Weltweit treten ca. 4000-5000 Artenl auf, in Europa werden 154 Arten in 3 Unterfamilien mit 39 Gattungen angegeben.
Die einzelnen Arten werden anhand des Verlaufes der Fraßgänge, den sogenannten Fraßbildern, unterschieden.
Sind günstige Bedingungen gegeben, z.B. Monokulturen, Trocken- und Hitzeperionden, Sturmereignisse, geschwächte Bäume oder Totholz, kommt es sehr schnell zur Massenvermehrung.
Durch Sauren Regen vorgeschädigter Wald ist für diese Waldschädlinge besonders anfällig.
Um die Gefahr von Borkenkäferbefall zu reduzieren, werden Nützlinge gefördert, zunehmend Monokulturen vermieden und Borkenkäferfallen aufgestellt.
Diese Fallen arbeiten mit Hilfe von chemischen Signalstoffen, den Pheromonen.
Sie dienen als Sexual-, Versammlungs- und Alarmstoff und werden zur biologischen Schädlingsbekämpfung eingesetzt.
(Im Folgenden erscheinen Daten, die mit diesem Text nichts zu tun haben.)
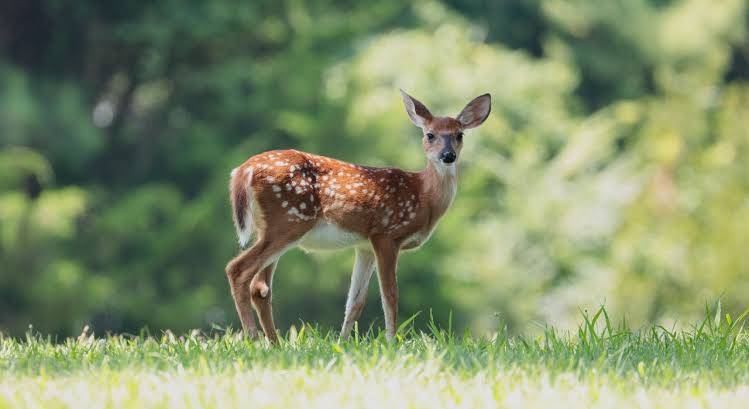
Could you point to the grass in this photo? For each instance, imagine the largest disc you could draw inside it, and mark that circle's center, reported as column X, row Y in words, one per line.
column 600, row 365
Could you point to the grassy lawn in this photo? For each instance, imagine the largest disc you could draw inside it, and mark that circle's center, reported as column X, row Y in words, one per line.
column 598, row 366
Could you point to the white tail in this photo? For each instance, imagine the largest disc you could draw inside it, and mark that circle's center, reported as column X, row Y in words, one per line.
column 294, row 198
column 242, row 205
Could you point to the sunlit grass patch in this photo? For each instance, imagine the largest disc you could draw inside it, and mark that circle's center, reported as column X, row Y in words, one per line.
column 601, row 365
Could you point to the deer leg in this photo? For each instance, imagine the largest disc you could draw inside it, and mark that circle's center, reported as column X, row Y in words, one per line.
column 261, row 293
column 241, row 271
column 387, row 260
column 357, row 293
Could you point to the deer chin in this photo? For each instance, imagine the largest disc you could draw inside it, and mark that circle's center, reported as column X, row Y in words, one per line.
column 445, row 169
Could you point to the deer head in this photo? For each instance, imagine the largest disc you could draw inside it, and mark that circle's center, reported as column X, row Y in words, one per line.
column 443, row 135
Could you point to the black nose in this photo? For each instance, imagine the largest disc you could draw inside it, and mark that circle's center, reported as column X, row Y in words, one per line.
column 448, row 156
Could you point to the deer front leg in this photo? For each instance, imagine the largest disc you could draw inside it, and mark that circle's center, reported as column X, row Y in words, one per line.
column 387, row 258
column 357, row 293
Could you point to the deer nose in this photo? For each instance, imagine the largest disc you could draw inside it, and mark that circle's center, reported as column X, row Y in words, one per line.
column 448, row 156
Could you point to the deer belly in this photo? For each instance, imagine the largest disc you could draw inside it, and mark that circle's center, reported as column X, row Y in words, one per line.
column 329, row 236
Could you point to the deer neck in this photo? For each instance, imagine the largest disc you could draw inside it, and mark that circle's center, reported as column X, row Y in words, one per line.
column 439, row 184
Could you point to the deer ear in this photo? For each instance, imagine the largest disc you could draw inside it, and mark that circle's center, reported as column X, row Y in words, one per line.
column 418, row 113
column 476, row 112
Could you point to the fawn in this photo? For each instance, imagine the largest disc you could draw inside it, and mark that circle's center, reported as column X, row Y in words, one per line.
column 292, row 198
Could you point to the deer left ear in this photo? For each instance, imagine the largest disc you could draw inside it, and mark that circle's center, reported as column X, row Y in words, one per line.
column 476, row 112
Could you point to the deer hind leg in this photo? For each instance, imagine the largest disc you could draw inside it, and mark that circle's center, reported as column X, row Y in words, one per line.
column 357, row 293
column 242, row 270
column 261, row 293
column 387, row 259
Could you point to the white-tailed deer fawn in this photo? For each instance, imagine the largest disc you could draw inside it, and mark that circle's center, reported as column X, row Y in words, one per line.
column 291, row 198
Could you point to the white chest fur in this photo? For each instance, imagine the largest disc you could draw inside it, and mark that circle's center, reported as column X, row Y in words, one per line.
column 329, row 236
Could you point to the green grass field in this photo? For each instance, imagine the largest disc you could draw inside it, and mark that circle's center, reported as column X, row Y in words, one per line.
column 598, row 366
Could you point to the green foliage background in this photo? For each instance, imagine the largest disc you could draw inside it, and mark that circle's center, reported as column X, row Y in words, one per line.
column 613, row 167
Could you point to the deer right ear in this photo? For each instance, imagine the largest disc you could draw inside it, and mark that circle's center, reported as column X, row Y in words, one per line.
column 418, row 113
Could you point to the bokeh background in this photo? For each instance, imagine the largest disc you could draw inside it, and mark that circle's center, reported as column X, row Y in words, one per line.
column 613, row 168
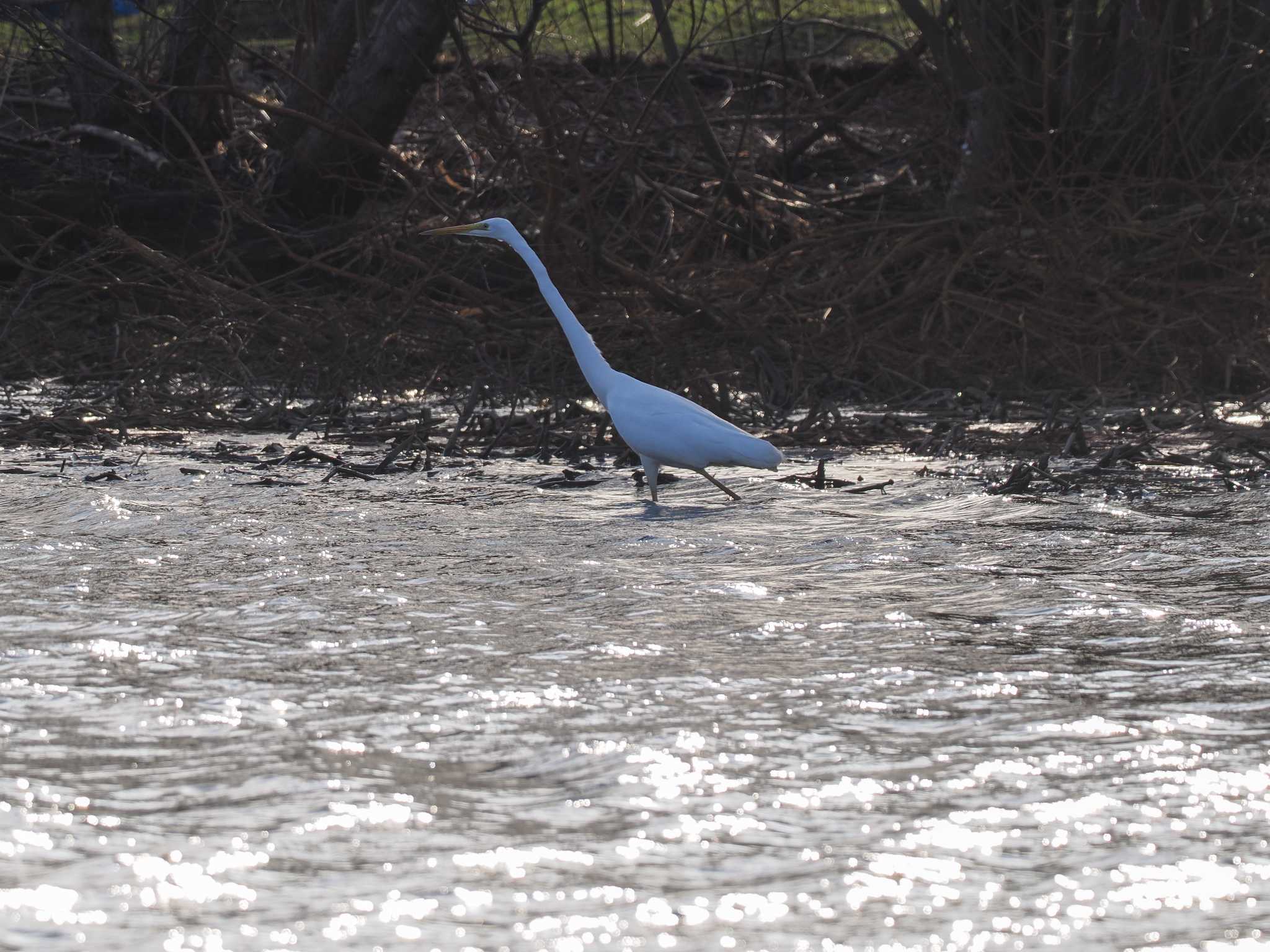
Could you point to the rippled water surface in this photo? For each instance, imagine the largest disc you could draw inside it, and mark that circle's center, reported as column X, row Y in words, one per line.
column 455, row 711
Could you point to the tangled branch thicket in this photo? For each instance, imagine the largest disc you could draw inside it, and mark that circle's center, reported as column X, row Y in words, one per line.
column 900, row 213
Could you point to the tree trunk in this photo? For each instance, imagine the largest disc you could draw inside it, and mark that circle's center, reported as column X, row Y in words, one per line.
column 328, row 42
column 91, row 24
column 196, row 55
column 331, row 174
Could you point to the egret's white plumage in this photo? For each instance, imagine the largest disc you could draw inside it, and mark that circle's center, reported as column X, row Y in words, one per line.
column 665, row 428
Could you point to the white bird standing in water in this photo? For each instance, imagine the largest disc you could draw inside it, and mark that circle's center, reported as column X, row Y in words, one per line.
column 665, row 428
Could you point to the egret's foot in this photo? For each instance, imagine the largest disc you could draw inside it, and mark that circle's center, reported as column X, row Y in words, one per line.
column 719, row 484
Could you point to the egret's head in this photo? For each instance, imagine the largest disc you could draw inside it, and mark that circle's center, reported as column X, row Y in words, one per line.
column 499, row 229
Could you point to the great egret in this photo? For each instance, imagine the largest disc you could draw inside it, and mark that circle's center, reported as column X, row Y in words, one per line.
column 665, row 428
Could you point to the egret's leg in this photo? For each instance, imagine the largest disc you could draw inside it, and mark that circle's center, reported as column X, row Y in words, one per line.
column 651, row 474
column 719, row 484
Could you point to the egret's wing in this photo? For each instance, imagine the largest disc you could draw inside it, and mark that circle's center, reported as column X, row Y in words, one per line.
column 677, row 432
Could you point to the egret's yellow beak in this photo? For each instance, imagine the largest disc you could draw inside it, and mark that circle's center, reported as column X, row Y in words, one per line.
column 455, row 229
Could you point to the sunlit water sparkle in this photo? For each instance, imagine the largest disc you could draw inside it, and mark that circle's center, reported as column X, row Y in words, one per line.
column 454, row 711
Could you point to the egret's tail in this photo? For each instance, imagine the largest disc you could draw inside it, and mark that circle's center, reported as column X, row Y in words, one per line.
column 758, row 454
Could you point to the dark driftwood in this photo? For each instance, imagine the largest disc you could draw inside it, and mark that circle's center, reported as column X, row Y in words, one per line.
column 329, row 174
column 92, row 92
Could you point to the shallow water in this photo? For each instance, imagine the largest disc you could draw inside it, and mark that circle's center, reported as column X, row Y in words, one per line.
column 454, row 711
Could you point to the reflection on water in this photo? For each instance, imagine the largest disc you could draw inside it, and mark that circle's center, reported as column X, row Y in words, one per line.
column 456, row 711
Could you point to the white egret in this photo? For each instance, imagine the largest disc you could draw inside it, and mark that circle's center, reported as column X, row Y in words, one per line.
column 664, row 428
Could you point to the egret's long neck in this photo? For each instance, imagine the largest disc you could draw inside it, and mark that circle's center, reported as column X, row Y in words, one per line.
column 593, row 364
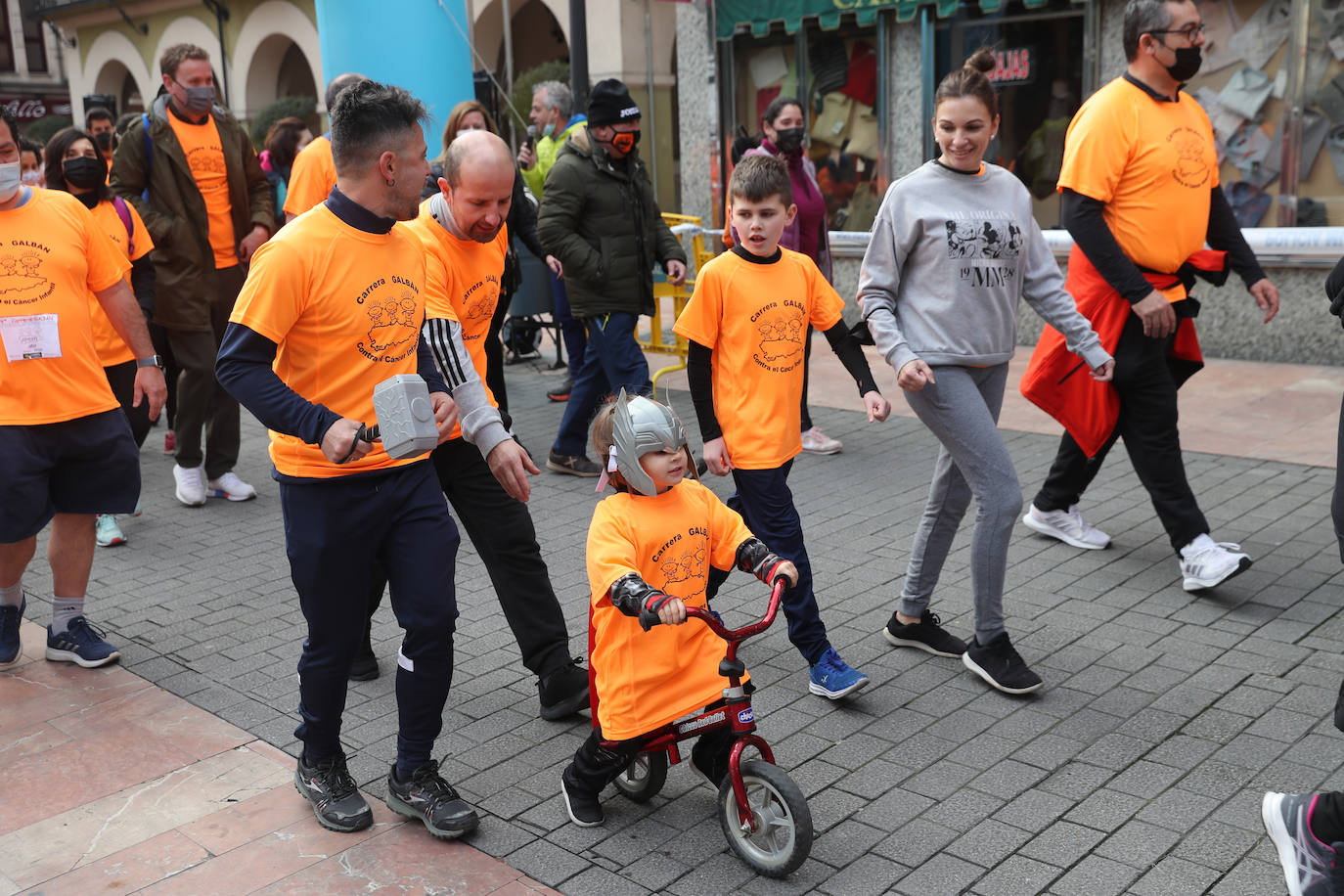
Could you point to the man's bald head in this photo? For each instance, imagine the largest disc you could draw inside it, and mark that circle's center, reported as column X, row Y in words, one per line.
column 477, row 154
column 478, row 183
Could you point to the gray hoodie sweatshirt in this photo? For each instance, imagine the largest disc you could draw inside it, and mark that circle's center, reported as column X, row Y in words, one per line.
column 951, row 255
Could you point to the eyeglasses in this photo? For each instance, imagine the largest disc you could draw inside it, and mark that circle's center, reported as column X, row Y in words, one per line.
column 1191, row 32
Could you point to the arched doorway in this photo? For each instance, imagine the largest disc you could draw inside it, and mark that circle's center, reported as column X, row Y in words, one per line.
column 114, row 79
column 279, row 68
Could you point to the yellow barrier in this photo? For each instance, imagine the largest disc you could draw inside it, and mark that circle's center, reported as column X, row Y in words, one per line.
column 656, row 341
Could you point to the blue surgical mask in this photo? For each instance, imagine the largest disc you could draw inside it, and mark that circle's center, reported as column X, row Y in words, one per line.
column 11, row 180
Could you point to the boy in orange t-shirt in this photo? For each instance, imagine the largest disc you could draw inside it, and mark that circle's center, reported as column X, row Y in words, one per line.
column 650, row 553
column 746, row 323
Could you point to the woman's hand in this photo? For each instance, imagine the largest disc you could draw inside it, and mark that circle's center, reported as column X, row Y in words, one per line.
column 1105, row 373
column 915, row 377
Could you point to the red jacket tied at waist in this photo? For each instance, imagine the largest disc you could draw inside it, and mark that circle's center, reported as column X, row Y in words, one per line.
column 1056, row 381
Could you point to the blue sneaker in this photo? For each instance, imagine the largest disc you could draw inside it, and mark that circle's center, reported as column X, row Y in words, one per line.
column 10, row 644
column 832, row 676
column 82, row 644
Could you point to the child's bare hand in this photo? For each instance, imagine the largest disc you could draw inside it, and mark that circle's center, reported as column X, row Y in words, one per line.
column 717, row 457
column 876, row 406
column 674, row 611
Anhand der Fangzahlen aus diesen Fallen und Wettermessdaten kann sehr genau der nächste Zeitpunkt eines Borkenkäferfluges vorhergesagt werden. Forstämter und -betriebe nutzen diese Prognosen, um Bekämpfungsmassnahmen rechtzeitig einzuleiten.
Bei günstigen Temperaturen können aus einem vollständig befallenen Baum bis zu 100.000 fertige Käfer entweichen.